Om op de beste manier naar mezelf te kijken sluit ik vaak mijn ogen. Niet dat het mij aan moed ontbreekt om naar de werkelijkheid te kijken, naar de feitelijke wereld met zijn rare kostuum. Eerder in een bui van nederigheid. De ogen sluiten is een vorm van klein worden, net nu de omstandigheden onze ogen willen openen.
Door mijn dakraam zie ik de velden met hun charmes, zacht glooiend en zich keurig in lijnen afbakenend. Een subtiel verschil in aardtinten verraadt enkel hun naaktheid. Het is nog wachten op de kleren die het zaaigoed voor hen in petto heeft. Daartussen zie ik de goed verstopte wandelpaden die met de week populairder worden. Het vermoeden dat er over hen gepraat wordt is groot, groter dan de opgelegde afstand tussen de generaties.
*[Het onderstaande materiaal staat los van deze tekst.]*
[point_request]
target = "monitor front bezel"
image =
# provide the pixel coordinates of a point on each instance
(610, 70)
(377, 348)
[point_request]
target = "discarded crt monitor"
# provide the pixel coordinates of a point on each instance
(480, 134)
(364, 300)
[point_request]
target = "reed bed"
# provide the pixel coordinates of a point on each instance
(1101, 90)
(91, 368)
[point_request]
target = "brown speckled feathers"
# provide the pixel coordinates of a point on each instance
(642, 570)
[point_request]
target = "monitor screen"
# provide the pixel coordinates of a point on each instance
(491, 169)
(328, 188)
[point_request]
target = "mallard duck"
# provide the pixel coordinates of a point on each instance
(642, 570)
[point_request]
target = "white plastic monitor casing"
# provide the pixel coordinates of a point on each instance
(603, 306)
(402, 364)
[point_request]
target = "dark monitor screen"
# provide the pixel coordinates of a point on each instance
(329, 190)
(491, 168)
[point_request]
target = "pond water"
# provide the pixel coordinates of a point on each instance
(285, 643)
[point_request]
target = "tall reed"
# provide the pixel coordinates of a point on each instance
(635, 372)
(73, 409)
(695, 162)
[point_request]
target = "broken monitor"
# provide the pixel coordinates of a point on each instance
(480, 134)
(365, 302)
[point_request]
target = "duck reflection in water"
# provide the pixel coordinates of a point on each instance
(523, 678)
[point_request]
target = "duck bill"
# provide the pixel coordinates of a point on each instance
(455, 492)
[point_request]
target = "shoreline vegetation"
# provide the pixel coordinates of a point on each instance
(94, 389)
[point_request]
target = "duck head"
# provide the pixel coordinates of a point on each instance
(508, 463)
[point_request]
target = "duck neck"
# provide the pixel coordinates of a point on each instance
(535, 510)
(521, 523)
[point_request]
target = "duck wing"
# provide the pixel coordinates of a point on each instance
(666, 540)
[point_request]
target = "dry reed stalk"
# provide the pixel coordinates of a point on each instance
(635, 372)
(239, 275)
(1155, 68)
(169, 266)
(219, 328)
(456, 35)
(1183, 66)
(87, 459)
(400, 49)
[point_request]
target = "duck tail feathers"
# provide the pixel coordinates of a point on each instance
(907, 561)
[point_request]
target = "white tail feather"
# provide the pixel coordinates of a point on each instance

De zachte alledaagsheid van lege wegen is zonder verzet geaccepteerd. Ik zie de brievenbussen, de één al wat bonter dan de ander, haast met open mond wachten op voorspoedige post. Zoals later deze maand de vogeljongen met opengesperde bek zullen wachten op aangevlogen voer.
Ik zie de afwezige vliegtuigstrepen, postuum omdat ik nog precies weet hoe ze eruitzagen toen the sky nog the limit was. De hoofdrol is nu voor maagdelijke wolken tegen een achtergrond van grijs. Het grijze segment van onze bevolking is ook onzichtbaar geworden. Te vaak verstopt achter een mondmasker, achter een gevel die op zijn beurt verstopt is achter witte vlaggen.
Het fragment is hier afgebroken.